On 12/14/22 03:31, Mark Sapiro wrote:
On 12/13/22 10:38, Dan Caballero wrote:
Hi Mark,
I ran the commands and it took about 35 seconds for the loop to run.
Here's the result.
count 4168
So that's at least part of the issue. How does 35 seconds compare to the length of time to process one moderated message through Postorius?
Probably should've read more of the thread before previous reply ;-)
So, the issue _could_ be due to latency to the remote database vs local database that we have on m.p.o. Mailman3 is not very efficient when it comes to total no. of database queries done per operation, which is something I have been (very slowly) tracking and fixing on a case-by-case basis.
So, for example, handling 1 held message in m.p.o made 1.1k postgres database calls in total and even though they were each only few hundred micro-seconds each, the total added up to roughly ~2sec avg response time on the handle message API endpoint.
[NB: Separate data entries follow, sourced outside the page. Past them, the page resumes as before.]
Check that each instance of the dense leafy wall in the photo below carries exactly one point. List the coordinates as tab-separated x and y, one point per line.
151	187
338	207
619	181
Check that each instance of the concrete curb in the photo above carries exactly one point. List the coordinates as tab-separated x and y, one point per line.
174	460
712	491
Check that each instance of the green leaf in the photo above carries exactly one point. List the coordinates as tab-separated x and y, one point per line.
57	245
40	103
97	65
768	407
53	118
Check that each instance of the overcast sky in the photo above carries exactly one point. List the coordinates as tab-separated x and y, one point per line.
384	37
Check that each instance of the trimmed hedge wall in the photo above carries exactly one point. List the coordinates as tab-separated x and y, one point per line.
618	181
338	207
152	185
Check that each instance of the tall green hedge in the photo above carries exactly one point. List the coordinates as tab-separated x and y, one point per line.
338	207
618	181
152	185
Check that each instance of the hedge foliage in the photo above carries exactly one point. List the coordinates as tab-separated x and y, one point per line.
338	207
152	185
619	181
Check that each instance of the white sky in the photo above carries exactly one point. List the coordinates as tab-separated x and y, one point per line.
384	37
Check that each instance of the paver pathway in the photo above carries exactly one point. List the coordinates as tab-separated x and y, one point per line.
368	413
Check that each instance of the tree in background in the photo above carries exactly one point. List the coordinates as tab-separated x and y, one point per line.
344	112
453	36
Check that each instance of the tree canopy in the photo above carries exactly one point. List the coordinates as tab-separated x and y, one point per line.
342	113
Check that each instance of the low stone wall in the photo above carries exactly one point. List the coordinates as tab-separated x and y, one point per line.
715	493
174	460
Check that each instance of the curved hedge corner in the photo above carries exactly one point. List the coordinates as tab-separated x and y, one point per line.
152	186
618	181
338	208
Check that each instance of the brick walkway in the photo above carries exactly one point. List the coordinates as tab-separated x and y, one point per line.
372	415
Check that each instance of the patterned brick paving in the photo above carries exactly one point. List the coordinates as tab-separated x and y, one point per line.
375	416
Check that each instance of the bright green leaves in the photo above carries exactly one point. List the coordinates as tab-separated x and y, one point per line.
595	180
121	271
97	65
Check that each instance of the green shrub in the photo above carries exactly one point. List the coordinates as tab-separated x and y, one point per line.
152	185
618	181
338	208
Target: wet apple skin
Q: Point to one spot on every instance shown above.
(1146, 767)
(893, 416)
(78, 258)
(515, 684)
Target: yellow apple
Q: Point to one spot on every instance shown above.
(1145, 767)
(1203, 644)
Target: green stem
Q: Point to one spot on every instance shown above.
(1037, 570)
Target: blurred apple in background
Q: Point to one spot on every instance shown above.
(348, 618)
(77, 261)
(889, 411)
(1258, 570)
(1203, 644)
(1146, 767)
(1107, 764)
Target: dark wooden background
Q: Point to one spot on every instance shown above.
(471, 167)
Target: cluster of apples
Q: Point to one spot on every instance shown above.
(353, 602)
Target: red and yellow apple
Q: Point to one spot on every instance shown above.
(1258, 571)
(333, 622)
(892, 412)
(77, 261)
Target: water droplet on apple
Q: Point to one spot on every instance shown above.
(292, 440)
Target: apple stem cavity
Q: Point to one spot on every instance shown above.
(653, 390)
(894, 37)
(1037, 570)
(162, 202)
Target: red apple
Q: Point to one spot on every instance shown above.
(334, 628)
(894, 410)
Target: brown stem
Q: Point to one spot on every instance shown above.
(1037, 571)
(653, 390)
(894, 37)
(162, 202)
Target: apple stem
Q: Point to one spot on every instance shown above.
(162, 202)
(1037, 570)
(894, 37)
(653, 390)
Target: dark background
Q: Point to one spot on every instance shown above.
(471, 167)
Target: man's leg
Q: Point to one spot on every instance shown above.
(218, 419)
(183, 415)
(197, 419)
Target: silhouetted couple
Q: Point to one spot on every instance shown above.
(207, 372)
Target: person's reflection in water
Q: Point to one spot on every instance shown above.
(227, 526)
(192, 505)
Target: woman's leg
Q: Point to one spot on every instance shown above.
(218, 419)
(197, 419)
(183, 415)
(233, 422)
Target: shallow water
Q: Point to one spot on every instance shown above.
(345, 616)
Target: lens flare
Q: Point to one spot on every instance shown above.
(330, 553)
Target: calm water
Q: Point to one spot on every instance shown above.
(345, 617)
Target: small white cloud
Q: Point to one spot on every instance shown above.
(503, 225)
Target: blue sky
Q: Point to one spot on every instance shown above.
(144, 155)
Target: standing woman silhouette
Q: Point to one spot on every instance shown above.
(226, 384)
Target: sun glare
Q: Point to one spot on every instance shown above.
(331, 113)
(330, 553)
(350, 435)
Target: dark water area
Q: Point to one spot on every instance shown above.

If you handle more than 1, it scales linearly.
My suspicion is that in your case Dan, due to a remote instance, the latency per call is higher (maybe in the order of few or 10s of milliseconds is my guess?) and then depending on the total no. of entries you have in pendings and pendedkeyvalue tables (with some filters, not _all_ entries), it adds up to a high value.
The no. of database calls here is of order n^2, where n is the entries in pendings of type "held message" and "data" and their respective linked relationships in pendedkeyvalue table.
My MR makes it such that we don't need to scan all entries of "type"="data", so that part will become constant time. And the pending of type "held message" will be limited to no. of held messages in a single MailingList(compared to all mailing lists like today), so it will help depending on the distribution of held messages in various lists. I am also exploring ways to make that 2nd query also constant time.
-- thanks, Abhilash Raj (maxking)